Though, perhaps it is different or expanded in African Greys--When Francois Portmann discovered the Houston Dad was grounded, he called me and I ran out of the house with one of my cat carriers to have something to put the grounded hawk in once we got hold of him and to transport him to the Animal Medical Center. And as I'd run out of the apartment without money, on my way back to the hospital I stopped by my apartment for a minute to get some. I'd set the carrier down in a darkened area so as not to stress the hawk and gone into another room for my wallet so I'd have cab fare, when a family member happened to walk (perhaps six feet away) in the proximity of the carrier with Silver on her hand. The carrier was on the floor, Silver was on a hand, and obviously the hawk didn't have his wings spread in a flight shape inside the box. None the less Silver shrieked, flung himself to the floor, and started to run in the opposite direction.

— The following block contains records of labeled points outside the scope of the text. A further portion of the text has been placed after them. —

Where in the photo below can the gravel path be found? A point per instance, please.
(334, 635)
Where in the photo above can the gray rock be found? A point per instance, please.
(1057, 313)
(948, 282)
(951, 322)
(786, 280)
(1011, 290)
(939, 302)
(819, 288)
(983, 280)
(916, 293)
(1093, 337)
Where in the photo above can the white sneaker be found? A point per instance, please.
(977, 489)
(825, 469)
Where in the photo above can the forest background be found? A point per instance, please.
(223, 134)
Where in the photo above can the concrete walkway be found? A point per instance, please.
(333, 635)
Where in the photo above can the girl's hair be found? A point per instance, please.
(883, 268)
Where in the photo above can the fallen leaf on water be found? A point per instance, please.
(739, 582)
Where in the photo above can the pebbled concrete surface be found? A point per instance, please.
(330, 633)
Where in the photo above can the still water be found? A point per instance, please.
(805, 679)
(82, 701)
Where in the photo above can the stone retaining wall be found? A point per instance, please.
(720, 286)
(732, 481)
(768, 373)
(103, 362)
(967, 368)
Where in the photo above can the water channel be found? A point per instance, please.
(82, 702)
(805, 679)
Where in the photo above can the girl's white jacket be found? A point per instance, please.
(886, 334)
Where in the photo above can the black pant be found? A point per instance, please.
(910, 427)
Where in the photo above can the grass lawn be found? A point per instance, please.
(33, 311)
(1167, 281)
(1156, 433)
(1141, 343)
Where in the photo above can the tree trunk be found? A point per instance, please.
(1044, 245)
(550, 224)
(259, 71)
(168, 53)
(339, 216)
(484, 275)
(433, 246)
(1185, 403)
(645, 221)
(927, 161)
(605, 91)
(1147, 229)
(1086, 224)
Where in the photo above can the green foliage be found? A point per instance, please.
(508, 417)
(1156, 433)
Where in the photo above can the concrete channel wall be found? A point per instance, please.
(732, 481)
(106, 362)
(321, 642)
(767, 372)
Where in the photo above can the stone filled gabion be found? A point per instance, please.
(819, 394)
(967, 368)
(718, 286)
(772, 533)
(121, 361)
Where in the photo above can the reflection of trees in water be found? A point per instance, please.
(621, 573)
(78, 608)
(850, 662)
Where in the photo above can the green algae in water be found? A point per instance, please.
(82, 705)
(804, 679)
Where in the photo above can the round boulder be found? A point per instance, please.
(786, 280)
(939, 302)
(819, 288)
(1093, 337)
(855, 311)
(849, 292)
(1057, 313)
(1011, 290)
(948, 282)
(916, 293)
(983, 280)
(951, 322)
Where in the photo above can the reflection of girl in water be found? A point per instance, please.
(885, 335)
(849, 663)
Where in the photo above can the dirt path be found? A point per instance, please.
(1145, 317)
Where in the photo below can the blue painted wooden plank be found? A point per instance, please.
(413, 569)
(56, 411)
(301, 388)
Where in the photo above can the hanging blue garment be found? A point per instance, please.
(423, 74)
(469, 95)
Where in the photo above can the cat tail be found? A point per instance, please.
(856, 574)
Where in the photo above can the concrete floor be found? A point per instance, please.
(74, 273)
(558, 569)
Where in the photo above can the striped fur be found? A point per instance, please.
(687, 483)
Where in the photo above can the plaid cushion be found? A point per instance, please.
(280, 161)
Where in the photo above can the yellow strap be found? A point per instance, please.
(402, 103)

All I can figure is that Silver smelled the hawk. Something that would likely be disputed by most scientists as the assumption is that all birds have a lousy sense of smell.

Though that particular carrier is still an issue though it has been scrubbed, bleached, and sanitized within an inch of it's life. Not only does Silver still freak out about it, but the cats run from it as well. I have no explanation other than some sort of associative trauma reaction from the previous experience of discovering a hawk on their home turf.

Donegal Browne

1 comment:

Chris said...

Belatedly responding--I don't believe Silver (or any parrot) could smell a hawk, but he could probably pick up on sounds you couldn't--such as the scraping of sharp talons on the surface of the carrier, or warning vocalizations the human ear can't distinguish.

I don't know what kind of carrier it was, but if he could see into it at all, he'd probably be able to figure out there was a raptor inside it. Bird vision is superior to ours in ways we can barely begin to understand--that's how birds of the same species can immediately recognize each other, often at great distances, even though to us they look identical. So recognizing a potential predator is no great feat, even inside a carrier.

I rarely got to see Hawkeye and Rose do their courtship flight, but I assume they started around the same time as other Red-tails in the area.